Automation and Engagement: The Eight Personalities of the Modern Employee
Automation projects aim to increase efficiency and productivity, yet can strike fear into a workforce that is sceptical, fearful for their jobs and reluctant to take on the extra project responsibility.
On the other hand, automation projects can inspire and galvanise teams to achieve more and work together to bring energy and efficiency across an organisation.
The difference lies in the level of engagement with a project and, in large part can also be about personality and a person’s natural disposition to change.
Some people are more pre-disposed to scepticism and pessimism than optimism and enthusiasm, yet that does not mean the pessimist cannot become engaged with a project, they may take a bit longer to get there, but with the right communications and involvement in the planning and implementation of a project, they can become more proactively engaged.
It helps to be able to identify the various levels of engagement and have a number of tactics to create understanding and shared vision, building a desire to be part of a team that makes a difference. As a starting point, it is useful to understand that everyone may be on a different engagement scale and to identify where they are on their journey from negativity, passivity, positivity and action.
Festo Training and Consulting has worked to identify eight personality types, based upon an employee’s level of engagement and ability to become more closely aligned to a project.
Highly Engaged - Champions & Ambassadors
Champions and Ambassadors will be fully engaged in any automation project. Their principle difference lies in their drive and proactivity.
Champions are highly aligned to the organisation, love their role and have immense drive. They will typically endorse a project and will work hard to bring people round to their point of view. It can be very useful to have someone from the shop floor as a Champion with peer to peer endorsement powerful in bringing about change.
Ambassadors are engaged, but less proactive. Although they will be positive about any strategy change and are highly aligned, they will not proactively try to change people’s opinions.
Not Engaged – Challengers & Sceptics
Challengers are satisfied in their role, however they will question the validity of any change. Lower in the alignment scale, they can initially be negative about an automation project. Challengers will seek facts, figures and a reasoned and robust argument. Allow the time to provide this and Challengers can soon see the need for change and become more engaged with a project.
Sceptics are less aligned to the organisation. They will have a lower sense of personal satisfaction in their role, often overtly opposing the strategy. Due to their questioning and their lack of engagement, as well as low drive, other team players can find them difficult and draining to work with.
Not Engaged – Prisoners & Passengers
While well aligned and probably with a lot of knowledge within the organisation, the Prisoner is lower on the personal satisfaction scale. They will frequently air their concerns vocally and this can demotivate others. Working with Champions and Ambassadors may help here and finding reasons to recognise their achievements and expertise can help to break down many barriers to engagement.

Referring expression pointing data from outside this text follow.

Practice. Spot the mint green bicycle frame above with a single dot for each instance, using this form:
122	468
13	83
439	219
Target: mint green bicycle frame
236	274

A Passenger on the other hand is really just along for a ride. They may be highly unsatisfied with their career and although they might understand the reasons for change, they will not be proactive in the process. They can be responsible for stalling a project through inactivity and unwillingness to treat it as a priority.
Actively Disengaged – Saboteurs & Thieves
Saboteurs are usually dissatisfied with their role and responsibilities and may harbour a great deal of unresolved conflict. However, they are proactive with high energy and this energy can be used to good effect if they are moved towards becoming a Challenger, rather than actively hindering a project.
Thieves on the other hand, are the most disengaged and highly dissatisfied on the engagement scale. The term ‘thief’ implies their covert nature and they will have little regard for anything other than their own agenda.
This agenda might be to take whatever they can from the company and sometimes other employees as well, including time, information, training, material goods, money, data, software and anything that they think will benefit them now or in the future.
It has been known for a Thief to deliberately sabotage a project to prove their theory that it won’t work. Hopefully an automation project will not have a Thief. If there is one, the best advice is to eject them from the team as soon as possible.
The key to a successful automation project is to move people closer towards the aligned and highly engaged end of the scale.
In many respects, level of engagement is a measurement of success, rather than a target. It is the way that people are involved in the project, consulted and recognised that provides a favourable engagement outcome.
Unfortunately, disengagement is often only analysed when a project hasn’t worked well and this is far too late and at a time when attitudes and behaviours have become more deeply entrenched.